Après la mobilisation de 125 milliards F CFA auprès de la diaspora, le Burkina Faso franchit une nouvelle étape. Il s’agit de la première cotation, à la Bourse régionale des valeurs mobilières (BRVM), du premier emprunt obligataire baptisé « Diaspora Bonds ». La cérémonie de cotation s’est tenue le jeudi 3 septembre 2026 à Abidjan, en Côte d’Ivoire. Cette étape marque un passage important où les titres commencent à circuler sur un marché régional.
Diaspora Bonds a été lancée le 6 mai 2026 à Ouagadougou par le ministre de l’Economie et des Finances, Aboubakar Nacanabo. Baptisé « emprunt patriotique », l’objectif de départ était de mobiliser 125 milliards F CFA mais au terme des souscriptions, ce sont 151,5 milliards F CFA qui ont été levés, soit un taux de couverture de plus de 121% pour plus de 15 millions d’obligations souscrites, répartis entre deux nouveaux titres obligataires de type A et B.
Il s’agit respectivement des « TPBF Diaspora Bonds 6,75% 2026-2031 » et des « TPBF
Diaspora Bonds 6,85% 2026-2033. Après la mobilisation, place à la cotation. La cérémonie s’est tenue le jeudi 3 septembre 2026 à Abidjan en Côte d’Ivoire. Les intervenants ont insisté sur l’intérêt de cette cotation pour l’économie burkinabè. Pour le Directeur général (DG) du Trésor et de la comptabilité publique, Jean Yves Bélem, Cette opération donne à chaque souscripteur, où qu’il se trouve dans le monde, la liberté et la sécurité de céder tout ou une partie de ses titres sur un marché régional régulé et transparent. Il a aussi souligné que la cotation ouvre également aux autres investisseurs la possibilité d’acquérir ces titres souverains sur le marché secondaire.
La courbe des taux souverains enrichie
Le DG du Trésor et de la Comptabilité publique a jugé que cette cotation enrichit la courbe des taux souverains du Burkina sur le marché régional. « La confiance des investisseurs ne se décrètent pas, elle se construit jour après jour, par la transparence, la discipline et le respect constant des engagements. Le Burkina Faso s’est distingué en se comportant comme un Etat responsable et fidèle à sa parole », a-t-il signifié. Jean Yves Bélem a soutenu que le Burkina Faso va continuer d’animer le marché des titres.
L’arrangeur de l’opération est le groupe Vista, à travers sa filiale Vista Bank Burkina.
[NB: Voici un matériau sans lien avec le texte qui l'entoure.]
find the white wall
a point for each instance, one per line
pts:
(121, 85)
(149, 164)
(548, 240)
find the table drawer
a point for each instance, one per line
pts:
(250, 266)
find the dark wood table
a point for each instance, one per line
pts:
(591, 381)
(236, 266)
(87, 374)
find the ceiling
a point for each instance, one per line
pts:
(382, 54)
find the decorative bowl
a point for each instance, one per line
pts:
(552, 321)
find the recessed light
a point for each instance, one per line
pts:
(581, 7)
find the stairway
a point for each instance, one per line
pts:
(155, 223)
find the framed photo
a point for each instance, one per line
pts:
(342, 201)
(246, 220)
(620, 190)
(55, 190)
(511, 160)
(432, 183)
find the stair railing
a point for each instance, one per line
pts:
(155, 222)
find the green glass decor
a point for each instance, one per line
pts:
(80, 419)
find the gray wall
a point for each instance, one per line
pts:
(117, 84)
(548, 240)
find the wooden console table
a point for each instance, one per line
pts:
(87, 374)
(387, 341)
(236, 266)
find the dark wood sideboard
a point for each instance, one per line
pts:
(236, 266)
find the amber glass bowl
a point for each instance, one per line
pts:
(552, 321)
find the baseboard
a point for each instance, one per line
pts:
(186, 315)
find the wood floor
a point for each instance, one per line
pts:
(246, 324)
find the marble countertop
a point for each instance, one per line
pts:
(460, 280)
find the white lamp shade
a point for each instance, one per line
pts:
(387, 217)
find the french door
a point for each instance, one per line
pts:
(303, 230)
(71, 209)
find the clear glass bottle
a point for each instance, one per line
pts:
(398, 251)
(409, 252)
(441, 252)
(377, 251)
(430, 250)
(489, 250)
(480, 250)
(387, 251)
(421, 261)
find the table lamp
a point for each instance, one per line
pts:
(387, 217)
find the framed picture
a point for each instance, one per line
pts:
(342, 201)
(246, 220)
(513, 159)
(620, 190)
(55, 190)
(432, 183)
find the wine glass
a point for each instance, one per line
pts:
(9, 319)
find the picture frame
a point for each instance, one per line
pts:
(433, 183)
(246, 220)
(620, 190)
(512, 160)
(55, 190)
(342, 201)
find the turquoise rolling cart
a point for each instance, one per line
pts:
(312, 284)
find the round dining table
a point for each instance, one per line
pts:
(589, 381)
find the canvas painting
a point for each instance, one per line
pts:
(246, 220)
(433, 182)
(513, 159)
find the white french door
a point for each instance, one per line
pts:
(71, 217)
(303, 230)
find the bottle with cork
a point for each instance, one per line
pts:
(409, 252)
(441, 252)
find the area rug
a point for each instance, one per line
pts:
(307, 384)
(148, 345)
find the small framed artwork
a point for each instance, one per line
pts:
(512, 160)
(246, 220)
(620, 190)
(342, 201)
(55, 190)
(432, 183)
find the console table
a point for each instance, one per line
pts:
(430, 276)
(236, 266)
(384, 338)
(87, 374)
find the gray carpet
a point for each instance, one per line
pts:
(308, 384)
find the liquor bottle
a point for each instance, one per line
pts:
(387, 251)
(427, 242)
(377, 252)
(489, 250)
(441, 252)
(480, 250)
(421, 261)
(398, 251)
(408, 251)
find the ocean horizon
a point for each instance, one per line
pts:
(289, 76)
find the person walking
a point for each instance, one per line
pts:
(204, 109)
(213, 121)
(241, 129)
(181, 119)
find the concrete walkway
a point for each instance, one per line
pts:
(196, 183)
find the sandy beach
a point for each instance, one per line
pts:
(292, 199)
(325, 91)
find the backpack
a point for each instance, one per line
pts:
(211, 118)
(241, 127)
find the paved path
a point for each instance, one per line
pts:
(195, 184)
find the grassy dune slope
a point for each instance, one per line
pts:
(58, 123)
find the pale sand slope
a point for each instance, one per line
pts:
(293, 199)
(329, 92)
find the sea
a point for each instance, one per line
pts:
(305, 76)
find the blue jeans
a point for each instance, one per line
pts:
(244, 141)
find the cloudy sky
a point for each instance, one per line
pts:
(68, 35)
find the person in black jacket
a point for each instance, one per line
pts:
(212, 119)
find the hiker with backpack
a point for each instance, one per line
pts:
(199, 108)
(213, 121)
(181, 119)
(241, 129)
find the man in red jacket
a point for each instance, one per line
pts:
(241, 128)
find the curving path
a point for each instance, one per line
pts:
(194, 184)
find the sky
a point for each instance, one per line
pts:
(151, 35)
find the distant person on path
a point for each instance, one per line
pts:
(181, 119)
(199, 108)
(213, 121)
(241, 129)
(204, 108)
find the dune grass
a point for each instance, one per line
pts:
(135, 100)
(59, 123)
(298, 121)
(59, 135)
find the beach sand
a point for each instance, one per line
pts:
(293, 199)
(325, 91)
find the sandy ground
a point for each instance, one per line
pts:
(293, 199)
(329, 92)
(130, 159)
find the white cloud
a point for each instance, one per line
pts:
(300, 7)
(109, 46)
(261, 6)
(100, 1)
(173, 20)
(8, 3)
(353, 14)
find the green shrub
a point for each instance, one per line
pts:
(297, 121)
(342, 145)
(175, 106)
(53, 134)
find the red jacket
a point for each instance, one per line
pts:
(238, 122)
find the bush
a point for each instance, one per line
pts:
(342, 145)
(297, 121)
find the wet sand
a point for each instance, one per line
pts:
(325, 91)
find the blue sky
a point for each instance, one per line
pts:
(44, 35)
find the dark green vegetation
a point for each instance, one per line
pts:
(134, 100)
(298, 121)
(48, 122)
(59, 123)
Le représentant du président de Vista holding group, Kouassi Yao, a estimé que le succès de la première émission constitue un signal fort. « Cette opération crée un lien direct entre la diaspora, les marchés financiers et les projets de développement du Burkina Faso. Elle a également mis en avant une perspective plus large », a-t-il commenté. Selon Kouassi Yao, le groupe Vista considère que l’intégration financière africaine est un levier important pour la souveraineté économique du continent.
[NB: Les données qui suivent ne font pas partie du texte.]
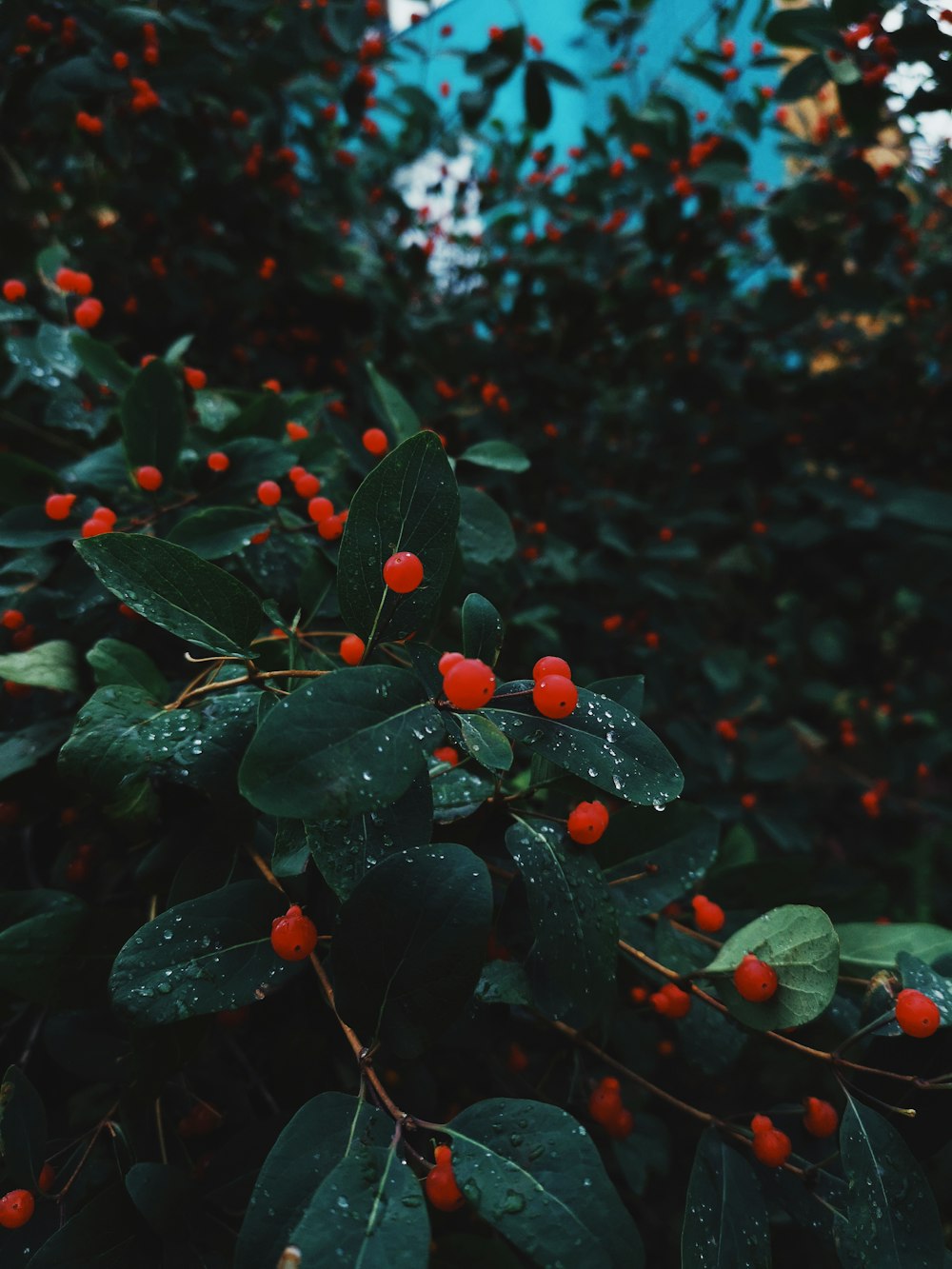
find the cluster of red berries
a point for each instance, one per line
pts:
(756, 980)
(917, 1013)
(293, 936)
(441, 1185)
(605, 1108)
(771, 1146)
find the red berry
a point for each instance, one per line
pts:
(917, 1014)
(307, 485)
(555, 696)
(605, 1100)
(352, 648)
(468, 684)
(15, 1208)
(754, 980)
(772, 1147)
(708, 917)
(821, 1119)
(293, 936)
(149, 479)
(375, 442)
(586, 823)
(670, 1001)
(331, 526)
(59, 506)
(88, 313)
(320, 509)
(403, 572)
(441, 1187)
(551, 665)
(269, 492)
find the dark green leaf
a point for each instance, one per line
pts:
(202, 956)
(175, 589)
(122, 734)
(524, 1166)
(407, 503)
(499, 454)
(48, 665)
(600, 742)
(425, 960)
(219, 530)
(486, 743)
(725, 1219)
(22, 1130)
(322, 1134)
(802, 945)
(124, 664)
(891, 1218)
(483, 629)
(347, 743)
(396, 410)
(486, 530)
(573, 918)
(154, 418)
(347, 849)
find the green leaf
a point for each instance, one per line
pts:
(803, 79)
(121, 735)
(891, 1219)
(154, 418)
(175, 589)
(486, 532)
(684, 845)
(539, 99)
(867, 947)
(369, 1214)
(37, 930)
(124, 664)
(48, 665)
(219, 530)
(25, 749)
(22, 1130)
(574, 922)
(102, 361)
(407, 503)
(483, 629)
(802, 945)
(345, 850)
(525, 1168)
(423, 962)
(486, 743)
(396, 410)
(202, 956)
(725, 1219)
(600, 742)
(320, 1135)
(502, 456)
(347, 743)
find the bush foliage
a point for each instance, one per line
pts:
(627, 408)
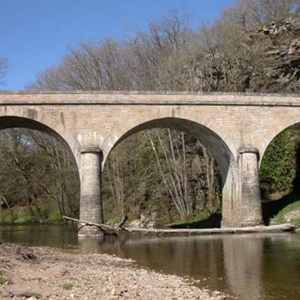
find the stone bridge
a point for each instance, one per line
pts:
(236, 128)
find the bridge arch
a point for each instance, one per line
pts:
(17, 122)
(209, 138)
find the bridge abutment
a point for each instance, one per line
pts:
(90, 198)
(245, 209)
(250, 187)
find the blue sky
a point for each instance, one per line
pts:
(35, 34)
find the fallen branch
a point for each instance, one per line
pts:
(106, 229)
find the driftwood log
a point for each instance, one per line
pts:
(255, 229)
(106, 229)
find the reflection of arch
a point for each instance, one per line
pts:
(212, 141)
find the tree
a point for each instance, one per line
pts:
(251, 13)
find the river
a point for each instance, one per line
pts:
(251, 267)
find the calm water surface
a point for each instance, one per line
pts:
(251, 267)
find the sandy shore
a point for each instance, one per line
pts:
(44, 273)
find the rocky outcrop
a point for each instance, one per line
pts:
(279, 43)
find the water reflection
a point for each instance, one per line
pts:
(256, 267)
(243, 265)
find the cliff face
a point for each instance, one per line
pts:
(280, 45)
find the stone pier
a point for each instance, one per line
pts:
(90, 199)
(250, 197)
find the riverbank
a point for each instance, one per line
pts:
(46, 273)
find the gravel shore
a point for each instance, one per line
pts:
(44, 273)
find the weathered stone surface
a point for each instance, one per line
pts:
(225, 124)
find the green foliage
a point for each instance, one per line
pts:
(279, 218)
(39, 177)
(278, 167)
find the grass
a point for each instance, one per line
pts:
(279, 218)
(67, 286)
(22, 216)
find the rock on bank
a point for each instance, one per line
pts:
(42, 273)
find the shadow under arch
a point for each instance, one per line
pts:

Diversifier les financements, réduire la dépendance
Du côté de la Bourse régionale des valeurs mobilières (BRVM), la satisfaction est également de mise. Son directeur général, Edoh Kouassi Amenounve, a exprimé sa joie et sa fierté après le succès de l’opération. D’après lui, ces émissions dépassent la seule levée de ressources. « Le Burkina démontre que la diaspora peut devenir une force économique et financière lorsqu’elle est bien informée et bien accompagnée », a-t-il ajouté.
Le directeur général de la BRVM a insisté que face au renchérissement du coût de la dette et la rareté du flux des capitaux, le marché financier régional est une alternative crédible. « La BRVM offre l’opportunité aux acteurs du développement de mobiliser directement l’épargne des résidents comme celle de la diaspora, réduisant du coup leur dépendance aux financements extérieurs classiques.
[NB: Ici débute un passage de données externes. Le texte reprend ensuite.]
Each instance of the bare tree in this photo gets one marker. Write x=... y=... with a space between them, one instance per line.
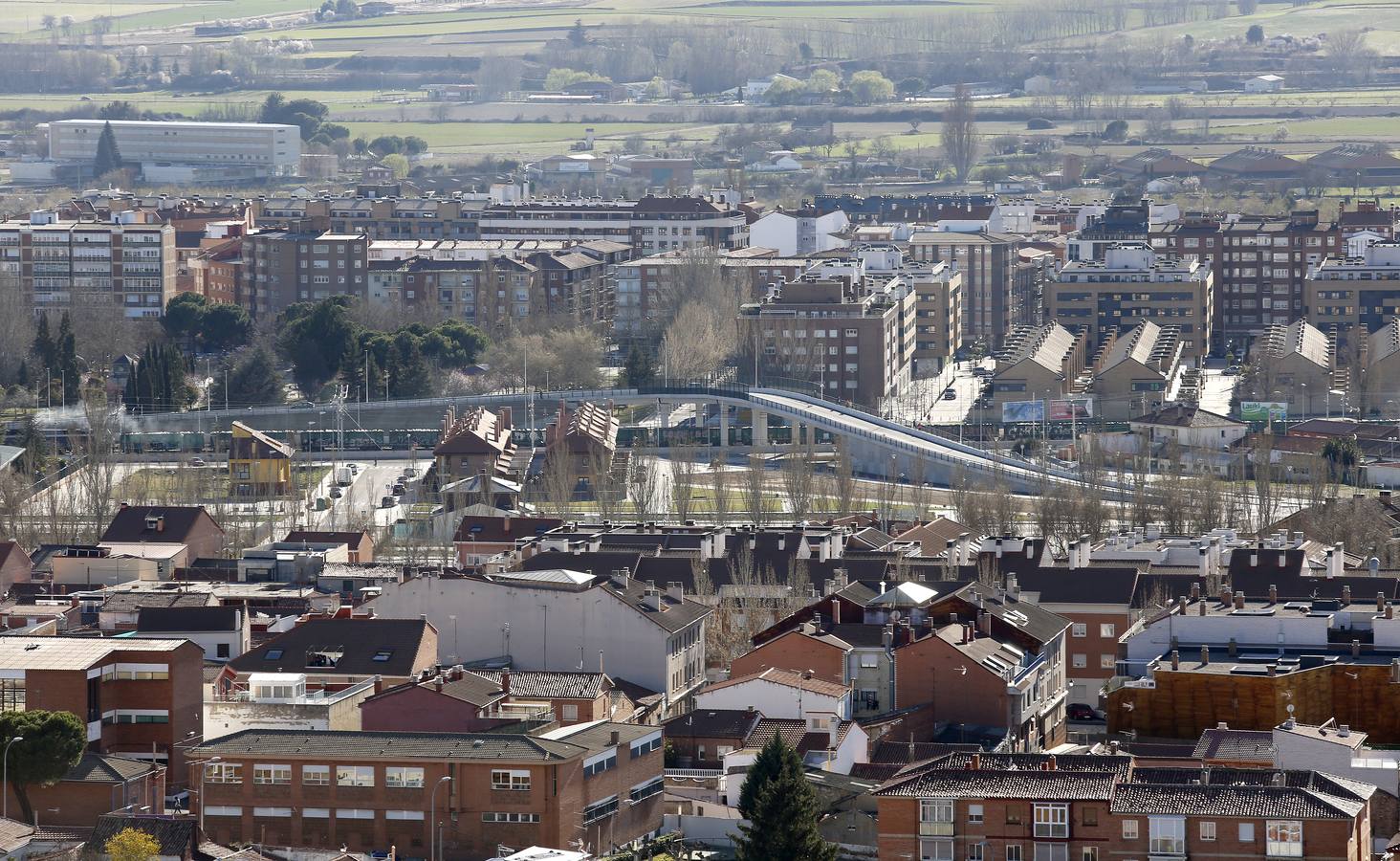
x=959 y=133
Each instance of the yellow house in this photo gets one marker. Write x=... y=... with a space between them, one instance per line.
x=258 y=465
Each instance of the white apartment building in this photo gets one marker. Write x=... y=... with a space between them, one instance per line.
x=62 y=263
x=271 y=150
x=563 y=621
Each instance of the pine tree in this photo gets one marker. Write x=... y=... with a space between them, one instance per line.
x=781 y=811
x=108 y=156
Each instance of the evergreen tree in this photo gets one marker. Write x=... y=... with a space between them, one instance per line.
x=639 y=368
x=781 y=811
x=108 y=157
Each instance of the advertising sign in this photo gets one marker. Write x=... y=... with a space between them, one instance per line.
x=1079 y=409
x=1022 y=410
x=1263 y=410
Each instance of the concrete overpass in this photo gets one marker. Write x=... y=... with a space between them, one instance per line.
x=878 y=447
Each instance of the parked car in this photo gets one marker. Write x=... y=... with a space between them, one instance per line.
x=1083 y=713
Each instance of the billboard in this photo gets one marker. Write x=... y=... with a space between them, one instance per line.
x=1263 y=410
x=1079 y=409
x=1022 y=410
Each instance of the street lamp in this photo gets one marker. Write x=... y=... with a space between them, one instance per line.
x=433 y=846
x=5 y=777
x=204 y=769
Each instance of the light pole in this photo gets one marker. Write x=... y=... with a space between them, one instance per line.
x=5 y=777
x=433 y=843
x=204 y=769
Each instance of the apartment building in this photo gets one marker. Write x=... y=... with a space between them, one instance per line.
x=1098 y=806
x=62 y=265
x=1130 y=284
x=1348 y=293
x=138 y=696
x=992 y=301
x=546 y=619
x=856 y=344
x=1260 y=263
x=268 y=148
x=595 y=784
x=648 y=287
x=283 y=268
x=1138 y=371
x=1297 y=364
x=937 y=314
x=1037 y=363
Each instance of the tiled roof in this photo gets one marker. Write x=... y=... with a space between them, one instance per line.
x=388 y=745
x=1039 y=785
x=788 y=679
x=712 y=722
x=794 y=733
x=1240 y=745
x=98 y=767
x=1189 y=800
x=549 y=683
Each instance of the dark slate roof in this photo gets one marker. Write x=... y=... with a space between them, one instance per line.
x=174 y=836
x=1240 y=745
x=1273 y=803
x=360 y=640
x=712 y=722
x=98 y=767
x=1039 y=785
x=129 y=524
x=551 y=685
x=141 y=600
x=177 y=619
x=388 y=745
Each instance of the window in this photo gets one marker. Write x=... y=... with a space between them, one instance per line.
x=601 y=763
x=272 y=775
x=224 y=773
x=509 y=779
x=353 y=813
x=1284 y=839
x=404 y=777
x=1052 y=821
x=405 y=815
x=935 y=850
x=1167 y=836
x=935 y=816
x=355 y=776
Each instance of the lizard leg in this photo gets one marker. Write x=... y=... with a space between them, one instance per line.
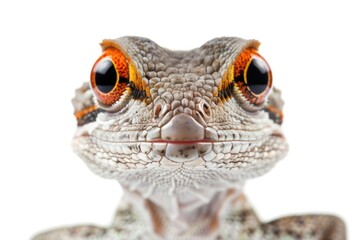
x=83 y=232
x=308 y=227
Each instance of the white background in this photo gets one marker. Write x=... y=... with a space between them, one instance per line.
x=48 y=47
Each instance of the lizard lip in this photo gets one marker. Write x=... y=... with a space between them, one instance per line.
x=183 y=142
Les Diaspora Bonds constituent une source de financement complémentaire, stable et directement connectée à un sentiment d’appartenance que ni la dette institutionnelle ni l’aide extérieure ne peuvent offrir », a -t-il affirmé.
La Société burkinabè d’intermédiation financière (SBIF) a apporté son expertise, en tant que cheffe de file du syndicat de placement et co-arrangeur avec Oragroup. Son directeur général, Alexis Lourgo, s’est réjoui de la réussite de cette opération, une première au Burkina Faso. Selon lui, cette performance a nécessité de l’audace et du talent. « Cet emprunt patriotique a vu la participation de tous les investisseurs burkinabè et non burkinabè, résidents et non-résidents, personnes physiques et morales », a rappelé Alexis Lourgo.